A regular meeting of the Tajik-Kyrgyz working group on delimitation and demarcation of the mutual border has been held in the Tajik northern city of Isfara, an official source at the Isfara mayor’s office told Asia-Plus Wednesday (July 17) afternoon.

According to him, the meeting participants discussed proposals on drawing the disputable stretches of the border and reached an agreement on conducting a joint field examination of the border in Kyrgyzstan’s Batken district.   

Meanwhile, a source at the Tajik government says Tajik President Emomali Rahmon and his Kyrgyz counterpart Sooronbai Jeenbekov will meet in Vorukh in the near future (Vorukh is an exclave surrounded by Kyrgyzstan that forms part of the Isfara district in the Sughd province).   They are expected to discuss issues related to resolving border problems

Kyrgyzstan’s independent news agency AKIPress reported on July 4 that during a meeting with residents of the Batken district President Sooronbai Jeenbekov has said that during his official visit to Tajikistan he and Tajik President Emomali Rahmon came to a consensus on the border issues.

“President Emomali Rahmon will pay visit to Kyrgyzstan soon and our negotiations will continue.  President of Tajikistan and I are open to negotiations,” Kyrgyz president was cited as saying by AKIPress.
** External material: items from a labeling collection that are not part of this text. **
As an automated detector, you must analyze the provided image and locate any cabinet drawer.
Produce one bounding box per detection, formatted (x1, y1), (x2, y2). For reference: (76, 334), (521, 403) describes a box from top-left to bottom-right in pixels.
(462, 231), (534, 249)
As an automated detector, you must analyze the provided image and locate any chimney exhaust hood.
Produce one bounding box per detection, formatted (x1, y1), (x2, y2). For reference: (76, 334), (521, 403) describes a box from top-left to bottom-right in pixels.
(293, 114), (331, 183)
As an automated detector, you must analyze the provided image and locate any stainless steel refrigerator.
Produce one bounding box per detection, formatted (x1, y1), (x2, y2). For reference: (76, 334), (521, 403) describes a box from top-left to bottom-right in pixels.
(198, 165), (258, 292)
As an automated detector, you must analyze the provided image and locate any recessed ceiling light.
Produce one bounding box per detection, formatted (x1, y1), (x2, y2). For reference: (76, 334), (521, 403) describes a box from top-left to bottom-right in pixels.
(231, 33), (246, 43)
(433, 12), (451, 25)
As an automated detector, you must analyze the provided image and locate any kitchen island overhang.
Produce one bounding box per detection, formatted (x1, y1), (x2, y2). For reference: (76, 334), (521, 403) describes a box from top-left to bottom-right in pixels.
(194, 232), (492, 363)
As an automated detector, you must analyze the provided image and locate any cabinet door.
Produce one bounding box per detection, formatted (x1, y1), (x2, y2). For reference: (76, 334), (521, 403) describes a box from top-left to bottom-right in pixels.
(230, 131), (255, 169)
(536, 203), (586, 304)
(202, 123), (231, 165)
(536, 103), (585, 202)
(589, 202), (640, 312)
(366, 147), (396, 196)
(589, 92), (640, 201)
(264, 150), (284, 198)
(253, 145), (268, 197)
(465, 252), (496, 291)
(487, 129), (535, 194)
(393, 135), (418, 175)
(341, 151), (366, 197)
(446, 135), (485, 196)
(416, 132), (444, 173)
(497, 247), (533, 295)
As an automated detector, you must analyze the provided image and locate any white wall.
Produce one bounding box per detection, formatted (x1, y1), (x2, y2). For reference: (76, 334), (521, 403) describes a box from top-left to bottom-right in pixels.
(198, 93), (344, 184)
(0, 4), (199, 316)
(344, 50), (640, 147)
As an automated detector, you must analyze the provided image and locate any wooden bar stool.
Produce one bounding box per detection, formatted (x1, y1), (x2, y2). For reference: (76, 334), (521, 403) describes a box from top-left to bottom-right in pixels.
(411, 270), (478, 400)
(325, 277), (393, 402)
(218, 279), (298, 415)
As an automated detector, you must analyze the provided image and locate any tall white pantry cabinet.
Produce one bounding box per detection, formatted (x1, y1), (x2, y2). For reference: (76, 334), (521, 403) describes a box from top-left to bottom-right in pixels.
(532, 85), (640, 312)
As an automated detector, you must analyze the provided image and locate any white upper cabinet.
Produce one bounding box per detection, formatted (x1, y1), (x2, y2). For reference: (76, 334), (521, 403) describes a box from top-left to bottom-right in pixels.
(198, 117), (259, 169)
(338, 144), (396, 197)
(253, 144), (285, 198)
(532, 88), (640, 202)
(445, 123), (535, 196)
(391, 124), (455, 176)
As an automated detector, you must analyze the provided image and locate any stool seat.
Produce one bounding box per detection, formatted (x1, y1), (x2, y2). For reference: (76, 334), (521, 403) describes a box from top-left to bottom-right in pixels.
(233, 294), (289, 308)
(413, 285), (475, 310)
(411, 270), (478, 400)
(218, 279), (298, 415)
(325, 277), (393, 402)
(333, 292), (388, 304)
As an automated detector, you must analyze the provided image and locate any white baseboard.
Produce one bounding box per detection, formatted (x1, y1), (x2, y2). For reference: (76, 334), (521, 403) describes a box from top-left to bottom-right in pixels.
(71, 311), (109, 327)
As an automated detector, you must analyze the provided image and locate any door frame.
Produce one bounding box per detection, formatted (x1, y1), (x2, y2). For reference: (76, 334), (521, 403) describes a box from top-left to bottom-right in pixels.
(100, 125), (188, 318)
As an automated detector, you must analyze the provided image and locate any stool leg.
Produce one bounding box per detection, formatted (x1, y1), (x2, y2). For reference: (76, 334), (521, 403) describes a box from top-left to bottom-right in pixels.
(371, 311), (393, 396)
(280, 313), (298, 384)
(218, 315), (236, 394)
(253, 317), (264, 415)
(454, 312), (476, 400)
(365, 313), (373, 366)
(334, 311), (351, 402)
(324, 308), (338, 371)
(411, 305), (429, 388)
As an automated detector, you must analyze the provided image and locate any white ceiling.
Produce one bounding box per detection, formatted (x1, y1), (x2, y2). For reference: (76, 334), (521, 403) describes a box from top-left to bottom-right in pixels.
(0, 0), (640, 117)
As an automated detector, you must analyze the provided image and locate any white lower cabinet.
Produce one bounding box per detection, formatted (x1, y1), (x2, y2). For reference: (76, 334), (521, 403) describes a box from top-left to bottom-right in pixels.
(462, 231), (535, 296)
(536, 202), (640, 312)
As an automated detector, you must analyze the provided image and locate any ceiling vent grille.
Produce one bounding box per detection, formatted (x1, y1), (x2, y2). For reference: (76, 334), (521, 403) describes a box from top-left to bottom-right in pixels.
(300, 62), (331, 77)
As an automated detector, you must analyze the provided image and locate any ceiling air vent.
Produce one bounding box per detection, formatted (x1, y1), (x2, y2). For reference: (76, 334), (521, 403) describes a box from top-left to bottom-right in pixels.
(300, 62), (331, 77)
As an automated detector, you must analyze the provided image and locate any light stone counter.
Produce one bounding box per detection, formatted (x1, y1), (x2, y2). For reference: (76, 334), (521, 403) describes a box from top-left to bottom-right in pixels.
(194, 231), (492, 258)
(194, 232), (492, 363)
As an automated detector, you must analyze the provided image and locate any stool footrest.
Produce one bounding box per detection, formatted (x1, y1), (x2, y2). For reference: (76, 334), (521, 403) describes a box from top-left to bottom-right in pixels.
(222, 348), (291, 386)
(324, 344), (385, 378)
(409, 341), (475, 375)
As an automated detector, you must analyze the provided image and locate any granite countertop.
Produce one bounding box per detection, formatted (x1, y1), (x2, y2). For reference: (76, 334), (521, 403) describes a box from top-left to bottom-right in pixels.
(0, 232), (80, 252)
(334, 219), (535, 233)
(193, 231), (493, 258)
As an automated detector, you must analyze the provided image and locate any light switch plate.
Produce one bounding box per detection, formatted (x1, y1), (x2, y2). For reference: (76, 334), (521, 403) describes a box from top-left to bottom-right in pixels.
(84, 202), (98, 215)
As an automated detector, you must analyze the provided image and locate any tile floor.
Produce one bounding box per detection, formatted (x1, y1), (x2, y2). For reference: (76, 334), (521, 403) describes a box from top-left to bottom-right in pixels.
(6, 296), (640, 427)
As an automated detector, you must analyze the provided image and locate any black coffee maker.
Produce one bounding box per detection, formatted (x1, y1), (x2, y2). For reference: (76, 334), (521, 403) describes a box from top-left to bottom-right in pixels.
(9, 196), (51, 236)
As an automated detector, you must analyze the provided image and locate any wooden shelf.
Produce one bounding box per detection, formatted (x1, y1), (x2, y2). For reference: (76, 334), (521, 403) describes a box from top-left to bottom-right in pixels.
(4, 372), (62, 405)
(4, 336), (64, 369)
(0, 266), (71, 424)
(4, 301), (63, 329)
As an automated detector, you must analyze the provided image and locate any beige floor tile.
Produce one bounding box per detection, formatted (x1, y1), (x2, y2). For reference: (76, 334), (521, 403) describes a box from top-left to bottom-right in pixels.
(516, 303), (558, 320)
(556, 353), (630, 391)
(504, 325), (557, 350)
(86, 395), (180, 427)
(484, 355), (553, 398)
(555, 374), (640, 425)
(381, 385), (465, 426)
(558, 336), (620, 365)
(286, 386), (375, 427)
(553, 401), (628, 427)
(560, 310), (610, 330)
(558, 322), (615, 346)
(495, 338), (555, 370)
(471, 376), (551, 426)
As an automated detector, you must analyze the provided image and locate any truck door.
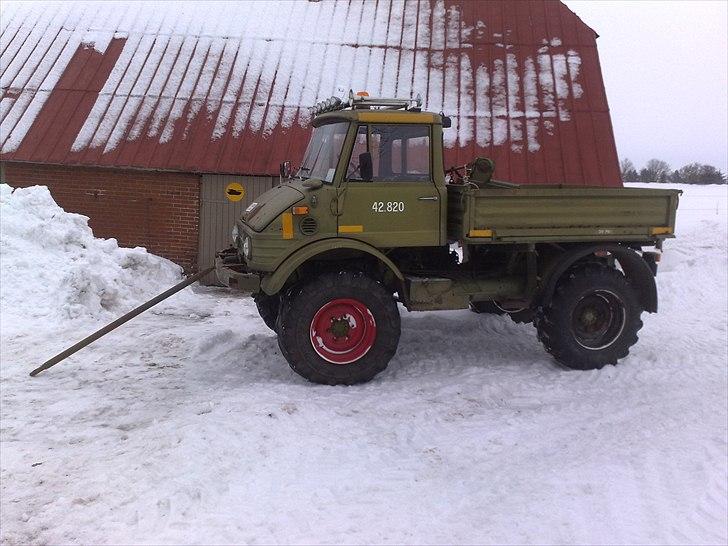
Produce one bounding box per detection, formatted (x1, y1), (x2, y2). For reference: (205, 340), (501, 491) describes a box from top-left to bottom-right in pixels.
(338, 124), (443, 247)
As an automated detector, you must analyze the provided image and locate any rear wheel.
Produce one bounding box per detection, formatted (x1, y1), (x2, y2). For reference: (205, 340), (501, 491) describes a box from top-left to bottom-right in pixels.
(278, 271), (400, 385)
(536, 265), (642, 370)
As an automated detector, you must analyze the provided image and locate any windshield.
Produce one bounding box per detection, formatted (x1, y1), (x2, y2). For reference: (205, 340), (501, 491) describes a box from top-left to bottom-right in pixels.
(298, 121), (349, 184)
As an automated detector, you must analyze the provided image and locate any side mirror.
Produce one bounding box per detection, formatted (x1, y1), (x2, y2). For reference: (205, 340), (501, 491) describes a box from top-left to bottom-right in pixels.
(278, 161), (291, 178)
(359, 152), (374, 180)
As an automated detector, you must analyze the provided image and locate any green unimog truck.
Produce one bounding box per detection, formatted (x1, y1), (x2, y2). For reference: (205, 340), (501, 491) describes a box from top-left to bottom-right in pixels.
(216, 94), (680, 385)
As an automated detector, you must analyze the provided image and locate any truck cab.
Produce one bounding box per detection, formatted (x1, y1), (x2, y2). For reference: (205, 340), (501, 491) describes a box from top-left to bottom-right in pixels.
(216, 93), (679, 384)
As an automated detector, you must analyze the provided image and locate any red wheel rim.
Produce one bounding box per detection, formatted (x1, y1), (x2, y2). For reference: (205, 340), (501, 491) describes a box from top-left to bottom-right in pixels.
(311, 298), (377, 364)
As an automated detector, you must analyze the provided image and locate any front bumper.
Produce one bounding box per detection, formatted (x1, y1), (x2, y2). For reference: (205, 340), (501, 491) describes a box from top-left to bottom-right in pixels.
(215, 247), (260, 294)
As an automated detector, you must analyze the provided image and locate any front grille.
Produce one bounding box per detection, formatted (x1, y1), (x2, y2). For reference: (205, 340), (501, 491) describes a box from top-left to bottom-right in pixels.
(298, 216), (318, 235)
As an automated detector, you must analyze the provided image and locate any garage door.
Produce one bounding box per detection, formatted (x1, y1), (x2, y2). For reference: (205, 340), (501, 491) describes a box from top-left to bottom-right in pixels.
(197, 174), (278, 284)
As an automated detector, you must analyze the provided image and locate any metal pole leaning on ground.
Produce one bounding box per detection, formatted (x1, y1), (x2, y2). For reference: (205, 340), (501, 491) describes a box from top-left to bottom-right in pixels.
(30, 267), (215, 377)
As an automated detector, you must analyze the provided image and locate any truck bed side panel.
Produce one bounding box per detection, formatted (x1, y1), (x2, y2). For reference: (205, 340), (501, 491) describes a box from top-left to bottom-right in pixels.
(448, 186), (679, 243)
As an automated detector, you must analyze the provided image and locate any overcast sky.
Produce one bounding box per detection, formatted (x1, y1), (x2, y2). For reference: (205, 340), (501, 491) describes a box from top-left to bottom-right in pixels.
(564, 0), (728, 172)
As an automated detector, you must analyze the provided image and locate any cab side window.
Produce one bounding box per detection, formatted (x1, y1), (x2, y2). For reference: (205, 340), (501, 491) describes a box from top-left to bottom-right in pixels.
(347, 124), (432, 182)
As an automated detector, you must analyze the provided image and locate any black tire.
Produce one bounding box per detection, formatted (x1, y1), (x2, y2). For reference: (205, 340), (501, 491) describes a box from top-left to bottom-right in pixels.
(253, 293), (281, 332)
(535, 265), (642, 370)
(278, 271), (400, 385)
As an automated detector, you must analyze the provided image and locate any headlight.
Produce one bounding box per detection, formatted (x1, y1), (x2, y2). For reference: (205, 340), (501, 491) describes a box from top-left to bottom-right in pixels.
(243, 237), (250, 260)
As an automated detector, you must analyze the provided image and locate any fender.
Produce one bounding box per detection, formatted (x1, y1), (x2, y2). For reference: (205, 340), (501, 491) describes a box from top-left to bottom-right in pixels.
(260, 237), (404, 296)
(538, 244), (657, 313)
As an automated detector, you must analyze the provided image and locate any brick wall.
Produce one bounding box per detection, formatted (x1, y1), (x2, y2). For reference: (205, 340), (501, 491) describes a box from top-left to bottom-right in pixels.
(3, 162), (200, 271)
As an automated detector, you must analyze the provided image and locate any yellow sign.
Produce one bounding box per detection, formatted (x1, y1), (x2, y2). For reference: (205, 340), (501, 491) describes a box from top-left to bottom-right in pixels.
(225, 182), (245, 202)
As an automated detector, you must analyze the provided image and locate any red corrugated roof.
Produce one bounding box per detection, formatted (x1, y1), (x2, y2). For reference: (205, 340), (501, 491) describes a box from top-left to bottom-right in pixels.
(0, 0), (620, 186)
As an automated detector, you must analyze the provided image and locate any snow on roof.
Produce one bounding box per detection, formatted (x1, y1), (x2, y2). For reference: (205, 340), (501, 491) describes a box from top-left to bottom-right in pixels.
(0, 0), (618, 185)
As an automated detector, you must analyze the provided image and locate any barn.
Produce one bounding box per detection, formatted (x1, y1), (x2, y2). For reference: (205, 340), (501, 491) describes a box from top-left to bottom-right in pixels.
(0, 0), (621, 271)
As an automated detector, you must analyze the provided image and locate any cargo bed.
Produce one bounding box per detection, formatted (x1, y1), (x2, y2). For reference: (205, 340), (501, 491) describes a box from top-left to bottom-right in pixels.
(447, 185), (681, 244)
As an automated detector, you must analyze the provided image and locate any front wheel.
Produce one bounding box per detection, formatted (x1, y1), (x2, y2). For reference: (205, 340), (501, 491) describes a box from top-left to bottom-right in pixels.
(278, 271), (400, 385)
(536, 265), (642, 370)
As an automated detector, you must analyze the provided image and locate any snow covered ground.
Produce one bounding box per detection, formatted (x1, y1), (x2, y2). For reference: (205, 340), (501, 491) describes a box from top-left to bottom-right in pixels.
(0, 182), (728, 544)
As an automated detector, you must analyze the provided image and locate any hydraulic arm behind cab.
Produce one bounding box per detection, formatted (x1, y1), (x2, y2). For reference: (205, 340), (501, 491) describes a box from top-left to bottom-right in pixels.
(210, 91), (679, 385)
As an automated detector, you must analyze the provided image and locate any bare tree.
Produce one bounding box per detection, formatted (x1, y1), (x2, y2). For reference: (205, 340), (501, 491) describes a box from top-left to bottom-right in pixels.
(670, 163), (726, 184)
(640, 159), (670, 183)
(619, 158), (640, 182)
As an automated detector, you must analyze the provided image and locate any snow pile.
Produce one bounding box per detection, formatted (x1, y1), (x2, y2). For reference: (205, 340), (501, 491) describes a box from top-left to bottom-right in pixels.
(0, 184), (182, 331)
(0, 185), (728, 544)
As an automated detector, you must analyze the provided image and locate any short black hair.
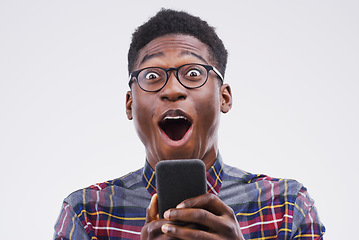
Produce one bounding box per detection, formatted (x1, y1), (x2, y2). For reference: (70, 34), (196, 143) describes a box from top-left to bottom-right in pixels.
(128, 9), (228, 76)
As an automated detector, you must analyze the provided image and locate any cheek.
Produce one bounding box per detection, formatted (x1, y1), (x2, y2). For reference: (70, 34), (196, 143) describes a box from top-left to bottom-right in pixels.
(196, 94), (220, 133)
(132, 94), (154, 142)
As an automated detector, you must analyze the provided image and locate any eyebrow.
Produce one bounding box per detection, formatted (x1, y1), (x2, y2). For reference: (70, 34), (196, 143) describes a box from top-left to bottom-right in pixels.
(140, 51), (208, 65)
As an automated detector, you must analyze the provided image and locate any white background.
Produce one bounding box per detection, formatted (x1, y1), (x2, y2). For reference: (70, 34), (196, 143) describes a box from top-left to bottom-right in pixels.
(0, 0), (359, 239)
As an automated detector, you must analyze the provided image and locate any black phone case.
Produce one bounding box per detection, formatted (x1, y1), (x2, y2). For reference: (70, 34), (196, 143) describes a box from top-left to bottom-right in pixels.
(155, 159), (207, 218)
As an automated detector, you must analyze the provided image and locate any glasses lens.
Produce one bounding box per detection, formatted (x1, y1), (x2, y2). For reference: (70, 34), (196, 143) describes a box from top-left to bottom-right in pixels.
(137, 67), (166, 91)
(178, 64), (208, 88)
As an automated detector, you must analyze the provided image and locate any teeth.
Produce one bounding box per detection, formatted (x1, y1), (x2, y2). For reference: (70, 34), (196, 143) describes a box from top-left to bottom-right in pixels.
(164, 116), (187, 120)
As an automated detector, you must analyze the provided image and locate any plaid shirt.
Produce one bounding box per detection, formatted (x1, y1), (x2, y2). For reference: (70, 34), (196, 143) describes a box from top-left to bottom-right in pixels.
(54, 156), (325, 240)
Tajikistan and Kyrgyzstan have been unable to agree on the location of the border they inherited when the Soviet Union collapsed in 1991.  As the population in the dense Ferghana Valley grows, it has become increasingly difficult to demarcate the contested sections, where valuable agricultural land often lies.

The area at the focus of unrest among residents of border areas of the two countries lies on the jagged frontier where the east of Tajikistan’s Sughd province and Kyrgyzstan’s Batken region meet.  Skirmishes have sparked between residents of Isfara (Tajikistan) and Batken (Kyrgyzstan) districts along the Kyrgyzstan-Tajikistan border.  Trouble periodically sparks around the Tajik exclave of Vorukh.

The latest serious unrest erupted on March 13 after Kyrgyzstan restarted work on a controversial Aksai-Tamdyk road in the disputed section of the Tajik-Kyrgyz border.

Two Tajik nationals were killed and more than 30 others wounded in two days of clashes.  Kyrgyzstan listed three injured on its side.

Tajik border service argues that completion of this road will lead to the stemming of a river and leave Vorukh without irrigation for its valuable apricot and walnut cash crops.

Rahmon and Jeenbekov on March 14 held a phone conversation over the border situation between the two countries.  They noted the need to create a joint commission to objectively investigate the incident and prevent similar situations in the future, as well as to intensify negotiations on the completion of the process of delimitation of the state border.

The presidents were of the opinion that the two peoples, having age-old good-neighborly relations, should live in peace and friendship.